I went down to 70mg going by Barr's suggestion weekly or every 2nd , 35-70mg equiv of of the Equilibrium ignoring Fe, and just looking at Mn and others, So this is what I suspect, that the micro mix isn't enough for Fe, but too much of the other traces, at least in my tank.
So when I increase the Fe as all in one micros, it seems the iron levels satisfy the floaters and they seem to deal with or even like the high micros, but the Fe is adequate for the rooted ones at low dose, but the other traces are still toxic.
So I have started from the weekend to bi-weekly dose Fe DTPA at 0.08 x2 and will up the dosing based on testing, and I have stopped the Rexolin all together for at least a bit until the other traces deplete.
So I wonder if anyone else had an experience like this. I was able to replicate it at least twice or thrice in the main tank. I made a small scale bowl setup with the Barr onyx/leonardite base to experiment with, all from scratch, I got the wisteria which I no longer have in the main tank as it never grew at all after using ferts. This started to take off and I thought yes! finally I solved it, added Rexolin, 2mg to 1.7L, 1st time ok, 2nd time still ok but maybe the leaves stopped growing, 3rd week, the plants went to crap, roots and all stopped growing. I did a 80% change on the bowl, Fe and macros only and I see they are pearling again (stopped when I added the Rexolin 3rd time) and I see new root buds forming again, the new roots from 3 weeks ago all stopped and look like they are going to rot off.

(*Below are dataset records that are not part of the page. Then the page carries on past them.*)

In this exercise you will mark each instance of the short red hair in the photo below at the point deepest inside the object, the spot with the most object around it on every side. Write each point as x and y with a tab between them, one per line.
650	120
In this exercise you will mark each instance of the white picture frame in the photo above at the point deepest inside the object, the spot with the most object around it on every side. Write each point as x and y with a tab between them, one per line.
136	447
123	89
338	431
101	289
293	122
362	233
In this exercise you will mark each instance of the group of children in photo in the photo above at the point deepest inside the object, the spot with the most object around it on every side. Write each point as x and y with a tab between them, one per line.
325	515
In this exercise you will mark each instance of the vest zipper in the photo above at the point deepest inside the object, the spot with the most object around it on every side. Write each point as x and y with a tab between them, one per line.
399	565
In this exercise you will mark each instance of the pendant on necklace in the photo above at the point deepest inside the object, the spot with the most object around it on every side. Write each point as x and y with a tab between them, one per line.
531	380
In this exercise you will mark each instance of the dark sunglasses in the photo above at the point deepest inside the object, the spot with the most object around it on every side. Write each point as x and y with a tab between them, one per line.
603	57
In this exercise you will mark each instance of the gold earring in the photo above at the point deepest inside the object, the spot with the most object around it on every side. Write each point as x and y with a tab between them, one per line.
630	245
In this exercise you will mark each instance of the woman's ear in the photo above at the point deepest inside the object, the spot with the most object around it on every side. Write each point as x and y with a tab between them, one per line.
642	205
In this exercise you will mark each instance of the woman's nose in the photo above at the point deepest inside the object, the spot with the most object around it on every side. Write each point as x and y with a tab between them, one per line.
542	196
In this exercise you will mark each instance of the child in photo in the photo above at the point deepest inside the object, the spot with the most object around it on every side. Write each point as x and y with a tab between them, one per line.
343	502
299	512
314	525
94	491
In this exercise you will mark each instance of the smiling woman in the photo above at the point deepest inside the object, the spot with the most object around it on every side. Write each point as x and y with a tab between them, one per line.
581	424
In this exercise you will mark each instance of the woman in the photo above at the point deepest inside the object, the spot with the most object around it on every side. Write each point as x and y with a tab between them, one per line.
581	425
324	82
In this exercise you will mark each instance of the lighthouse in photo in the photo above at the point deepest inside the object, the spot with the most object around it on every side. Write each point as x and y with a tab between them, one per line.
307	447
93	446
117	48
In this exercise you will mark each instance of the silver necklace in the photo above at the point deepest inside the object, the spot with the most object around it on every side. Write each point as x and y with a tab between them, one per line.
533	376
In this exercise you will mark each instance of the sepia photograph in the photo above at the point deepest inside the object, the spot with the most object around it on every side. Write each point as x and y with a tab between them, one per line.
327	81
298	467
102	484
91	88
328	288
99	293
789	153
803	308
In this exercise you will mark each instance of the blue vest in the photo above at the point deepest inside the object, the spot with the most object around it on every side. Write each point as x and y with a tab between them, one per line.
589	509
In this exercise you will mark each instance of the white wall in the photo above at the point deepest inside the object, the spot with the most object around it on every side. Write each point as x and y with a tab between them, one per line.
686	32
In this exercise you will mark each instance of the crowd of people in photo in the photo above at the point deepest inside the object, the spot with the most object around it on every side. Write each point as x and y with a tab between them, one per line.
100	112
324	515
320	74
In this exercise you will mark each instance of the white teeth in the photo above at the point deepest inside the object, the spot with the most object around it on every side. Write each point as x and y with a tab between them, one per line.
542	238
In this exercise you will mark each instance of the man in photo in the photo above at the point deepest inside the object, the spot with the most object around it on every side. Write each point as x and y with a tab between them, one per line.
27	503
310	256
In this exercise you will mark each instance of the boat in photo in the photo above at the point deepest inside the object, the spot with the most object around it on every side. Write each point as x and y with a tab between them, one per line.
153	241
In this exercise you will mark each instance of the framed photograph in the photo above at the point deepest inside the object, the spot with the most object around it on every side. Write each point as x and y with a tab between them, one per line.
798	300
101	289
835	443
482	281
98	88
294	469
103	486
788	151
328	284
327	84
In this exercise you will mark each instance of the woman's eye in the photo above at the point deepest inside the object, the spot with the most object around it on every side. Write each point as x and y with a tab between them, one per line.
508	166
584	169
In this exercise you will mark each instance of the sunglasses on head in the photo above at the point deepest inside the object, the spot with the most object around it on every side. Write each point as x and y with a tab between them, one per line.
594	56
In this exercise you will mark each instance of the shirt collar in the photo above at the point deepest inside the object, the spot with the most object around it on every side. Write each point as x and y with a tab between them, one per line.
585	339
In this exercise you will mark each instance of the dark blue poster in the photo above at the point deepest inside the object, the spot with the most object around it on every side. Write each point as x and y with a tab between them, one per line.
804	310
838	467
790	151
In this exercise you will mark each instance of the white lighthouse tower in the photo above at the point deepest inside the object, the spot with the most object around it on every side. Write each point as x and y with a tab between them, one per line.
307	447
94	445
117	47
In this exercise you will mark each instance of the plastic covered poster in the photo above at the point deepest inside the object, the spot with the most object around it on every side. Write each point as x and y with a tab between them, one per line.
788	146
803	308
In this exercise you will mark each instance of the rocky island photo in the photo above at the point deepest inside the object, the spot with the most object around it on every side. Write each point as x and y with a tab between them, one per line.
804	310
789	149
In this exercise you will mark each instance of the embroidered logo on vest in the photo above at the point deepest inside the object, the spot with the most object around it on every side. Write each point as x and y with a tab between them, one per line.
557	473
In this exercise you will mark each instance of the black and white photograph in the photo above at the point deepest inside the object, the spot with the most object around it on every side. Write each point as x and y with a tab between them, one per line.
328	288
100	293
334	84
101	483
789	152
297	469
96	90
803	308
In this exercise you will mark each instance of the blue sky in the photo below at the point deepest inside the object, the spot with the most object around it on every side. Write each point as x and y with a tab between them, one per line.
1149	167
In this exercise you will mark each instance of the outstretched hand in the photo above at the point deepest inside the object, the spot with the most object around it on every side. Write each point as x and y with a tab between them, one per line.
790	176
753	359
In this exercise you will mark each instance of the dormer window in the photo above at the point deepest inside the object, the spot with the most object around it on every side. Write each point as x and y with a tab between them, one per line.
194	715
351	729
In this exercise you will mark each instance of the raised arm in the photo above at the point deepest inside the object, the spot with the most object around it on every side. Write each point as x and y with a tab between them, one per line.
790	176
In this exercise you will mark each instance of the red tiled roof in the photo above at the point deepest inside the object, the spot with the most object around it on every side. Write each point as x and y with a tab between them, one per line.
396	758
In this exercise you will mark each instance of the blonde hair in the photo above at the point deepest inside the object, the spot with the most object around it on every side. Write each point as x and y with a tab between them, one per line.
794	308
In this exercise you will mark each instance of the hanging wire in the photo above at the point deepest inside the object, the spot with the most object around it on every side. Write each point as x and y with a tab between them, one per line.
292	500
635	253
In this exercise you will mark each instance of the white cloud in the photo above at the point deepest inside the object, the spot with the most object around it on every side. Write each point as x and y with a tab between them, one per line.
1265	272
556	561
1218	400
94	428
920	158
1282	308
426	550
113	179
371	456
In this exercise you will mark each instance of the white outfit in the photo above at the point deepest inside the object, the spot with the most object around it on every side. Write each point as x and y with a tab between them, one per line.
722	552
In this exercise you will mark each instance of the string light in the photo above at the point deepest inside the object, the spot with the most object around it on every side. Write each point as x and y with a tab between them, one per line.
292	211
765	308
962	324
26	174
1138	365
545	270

So for sure the micros are toxic, but at a far lower dose that I ever thought or read. So my question is, for a low tech tank that is also kinda cold water. What is a good dosage guideline for micros ignoring Fe, as it seems Fe is needed in larger amount regardless in my testing.
I have always suspected it's Mn that is causing the majority of the issues as I have dosed inorganic micros many months ago as separate chemicals before I could find any chelated ones. And I never had issues with similar higher amounts of Zinc or Cu, I didn't have Boron as that is banned it seems, I had Mn, but as SO4, so I suspect it was quickly unavailable as was in the Equilibrium.
The best results I ever had when I was dosing 2-4x Flourish, plus 40ml of Seasol (seaweed extract food for gardens sold everywhere in Aus)
And I think that the Flourish's super low traces was enough and not toxic, but the iron that came from the Seasol (0.16ppm per week) was working. But seasol makes your water super dark and the axolotls seemed to freak a bit, so I went the dry chemical route.
So again, I am gathering that Fe needs to stay at the more typical levels, but all other traces need to be super low in non co2. I have read a few other threaded on the net that suggest a similar thing, micros become toxic easily , but iron dosed separately is still a requirement, one thread a person with co2 had all the same symptoms but it was a combo of too much micros and not enough PO4. So I guess the micros look again to be my problem.
I just stated this routine on this hypothesis and will see how it goes. If this is indeed the case, then why are the ideal ratios of micros and Fe which is a micro are so far off in reality compared to scientific literature, and secondly, if this is a common issue which it seems it is, then why do micro mixes use Fe as the dosing proxy when all the other traces are the ones to be careful of and doubly so when they are so toxic so easily, where iron isn't really unless at magnitudes higher than normal.
Thanks in advance for any advice or ideas.